C.B : Le même travail, plus ou moins... La colonne d'air, c'est une image, pas une réalité... L'air ne va que dans nos poumons, mais tout dépend de comment on les rend mobiles et de comment on gère les muscles inspirateurs et expirateurs, qui s'attachent sur notre colonne vertébrale. Il y a beaucoup de confusion autour du souffle et des résonateurs. L'ouverture respiratoire nécessaire à l'émission d'un son, chantée ou instrumental, est très proche mais pas identique du fait des différences de pressions, d'embouchures, etc... Le renforcement des résonateurs (gorge, bouche, rhino-pharynx, cavités nasales, etc...) est très variable selon le son recherché et les habitudes de chacun. C'est d'ailleurs, en partie, ce qui donne l'identité vocale d'une personne. Et cela me semble assez différent entre un instrument à vent et la voix car nous n'avons pas de résonateurs à l'extérieur de nous-même. Donc, c'est un long sujet...
Désolée mais je n'aime pas les simplifications qui mènent trop souvent à des raccourcis un peu réducteurs, parfois même contre-productifs....
Une question que je me pose depuis longtemps à ton sujet Guillaume : quelle filiation, quel rapport, quel lien entretiens-tu avec la musique de Bach ?

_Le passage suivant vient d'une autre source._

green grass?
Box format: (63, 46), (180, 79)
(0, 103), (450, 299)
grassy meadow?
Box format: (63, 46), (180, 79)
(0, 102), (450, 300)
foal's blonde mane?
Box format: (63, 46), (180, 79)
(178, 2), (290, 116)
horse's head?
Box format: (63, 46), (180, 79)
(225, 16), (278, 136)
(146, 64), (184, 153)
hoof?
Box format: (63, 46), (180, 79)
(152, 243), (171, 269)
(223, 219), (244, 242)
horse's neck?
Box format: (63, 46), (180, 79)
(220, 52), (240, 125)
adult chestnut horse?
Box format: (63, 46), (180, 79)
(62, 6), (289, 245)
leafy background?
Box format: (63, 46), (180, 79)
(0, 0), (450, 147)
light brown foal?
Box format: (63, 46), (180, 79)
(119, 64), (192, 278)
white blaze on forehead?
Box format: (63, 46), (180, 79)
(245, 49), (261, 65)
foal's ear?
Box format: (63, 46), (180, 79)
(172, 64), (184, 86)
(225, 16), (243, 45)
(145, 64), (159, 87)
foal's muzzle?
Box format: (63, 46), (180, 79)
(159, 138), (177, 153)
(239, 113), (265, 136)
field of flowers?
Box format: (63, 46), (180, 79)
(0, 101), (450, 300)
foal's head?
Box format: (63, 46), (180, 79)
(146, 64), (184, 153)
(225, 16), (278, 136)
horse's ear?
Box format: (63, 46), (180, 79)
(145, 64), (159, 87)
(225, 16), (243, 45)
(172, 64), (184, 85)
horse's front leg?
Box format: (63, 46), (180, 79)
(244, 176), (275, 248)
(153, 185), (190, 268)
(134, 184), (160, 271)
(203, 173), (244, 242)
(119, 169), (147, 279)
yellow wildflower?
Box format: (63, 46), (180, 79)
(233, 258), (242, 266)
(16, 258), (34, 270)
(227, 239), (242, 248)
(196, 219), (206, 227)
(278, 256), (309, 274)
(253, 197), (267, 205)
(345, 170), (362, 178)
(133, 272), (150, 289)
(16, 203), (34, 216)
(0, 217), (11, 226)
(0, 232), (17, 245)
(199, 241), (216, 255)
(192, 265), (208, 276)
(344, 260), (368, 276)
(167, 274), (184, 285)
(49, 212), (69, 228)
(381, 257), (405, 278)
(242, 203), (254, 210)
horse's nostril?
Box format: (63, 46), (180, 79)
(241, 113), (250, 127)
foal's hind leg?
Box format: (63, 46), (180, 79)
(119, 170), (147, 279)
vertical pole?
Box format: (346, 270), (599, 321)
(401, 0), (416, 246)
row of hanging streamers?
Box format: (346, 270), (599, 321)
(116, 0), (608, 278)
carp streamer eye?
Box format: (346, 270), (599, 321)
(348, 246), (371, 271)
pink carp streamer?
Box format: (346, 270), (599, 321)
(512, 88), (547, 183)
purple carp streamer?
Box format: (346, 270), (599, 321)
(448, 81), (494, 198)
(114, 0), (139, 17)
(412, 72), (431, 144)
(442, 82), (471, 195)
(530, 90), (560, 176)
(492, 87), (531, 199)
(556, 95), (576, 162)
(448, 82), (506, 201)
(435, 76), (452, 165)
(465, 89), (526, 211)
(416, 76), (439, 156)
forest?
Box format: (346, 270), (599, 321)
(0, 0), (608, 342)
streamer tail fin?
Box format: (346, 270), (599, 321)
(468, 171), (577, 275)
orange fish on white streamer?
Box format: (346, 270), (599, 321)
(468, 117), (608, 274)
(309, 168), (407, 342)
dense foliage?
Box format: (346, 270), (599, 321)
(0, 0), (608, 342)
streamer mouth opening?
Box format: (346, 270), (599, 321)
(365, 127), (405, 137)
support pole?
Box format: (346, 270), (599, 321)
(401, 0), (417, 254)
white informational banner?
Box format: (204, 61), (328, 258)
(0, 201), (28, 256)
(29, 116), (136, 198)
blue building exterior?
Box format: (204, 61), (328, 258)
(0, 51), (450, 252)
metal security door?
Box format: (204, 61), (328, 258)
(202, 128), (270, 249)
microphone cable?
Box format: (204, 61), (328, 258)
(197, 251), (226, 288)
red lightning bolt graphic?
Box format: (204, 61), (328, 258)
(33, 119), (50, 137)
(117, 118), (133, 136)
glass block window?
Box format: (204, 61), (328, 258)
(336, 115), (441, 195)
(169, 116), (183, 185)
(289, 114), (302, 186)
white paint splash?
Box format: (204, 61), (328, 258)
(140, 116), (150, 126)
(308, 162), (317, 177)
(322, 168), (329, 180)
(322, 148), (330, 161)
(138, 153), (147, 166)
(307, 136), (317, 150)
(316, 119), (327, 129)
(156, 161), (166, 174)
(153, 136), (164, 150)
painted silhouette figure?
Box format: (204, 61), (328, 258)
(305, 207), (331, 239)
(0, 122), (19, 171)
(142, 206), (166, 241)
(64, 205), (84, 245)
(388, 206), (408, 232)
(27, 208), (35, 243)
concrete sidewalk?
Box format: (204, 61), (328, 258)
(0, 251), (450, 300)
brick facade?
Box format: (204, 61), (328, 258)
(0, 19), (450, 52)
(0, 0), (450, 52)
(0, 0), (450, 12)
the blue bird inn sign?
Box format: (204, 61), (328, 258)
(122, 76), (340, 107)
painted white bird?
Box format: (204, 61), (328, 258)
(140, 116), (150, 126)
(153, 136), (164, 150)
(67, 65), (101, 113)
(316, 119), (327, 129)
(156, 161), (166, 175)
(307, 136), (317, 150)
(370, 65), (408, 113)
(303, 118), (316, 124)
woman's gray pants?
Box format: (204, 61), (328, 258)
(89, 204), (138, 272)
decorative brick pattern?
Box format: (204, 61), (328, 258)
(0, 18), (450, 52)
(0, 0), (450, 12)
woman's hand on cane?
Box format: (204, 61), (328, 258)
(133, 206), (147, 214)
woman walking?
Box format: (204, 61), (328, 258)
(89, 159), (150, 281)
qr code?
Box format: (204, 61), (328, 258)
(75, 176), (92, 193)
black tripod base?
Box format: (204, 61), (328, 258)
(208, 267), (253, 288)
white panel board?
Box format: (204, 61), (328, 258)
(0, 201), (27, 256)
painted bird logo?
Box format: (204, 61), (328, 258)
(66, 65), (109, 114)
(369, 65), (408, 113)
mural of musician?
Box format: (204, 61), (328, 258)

G.O : Johann Sebastian ? Karl Philipp Emmanuel ? Johann Christoph ? … Non, je blague... En fait je fais des allers-retours avec la musique J.S. Bach depuis mes années de conservatoire. Je n'ai jamais 'monté' de pièces de Bach comme si j'allais les jouer en concert, mais j'ai toujours déchiffré toutes sortes de pièces prévues, instrumentales, vocales ou orchestrales... Ça m'a permis de 'rentrer' dans tout un langage mélodico-harmonique. De la même façon que j'essaie de 'rentrer' dans le langage musical que me proposent mes collègues dans tel ou tel groupe, c'est-à-dire analyser et pratiquer les éléments de vocabulaire musical utilisé, pour ce qu'il sont, en vue d'être à même de les repenser en temps réel lorsqu'on improvise.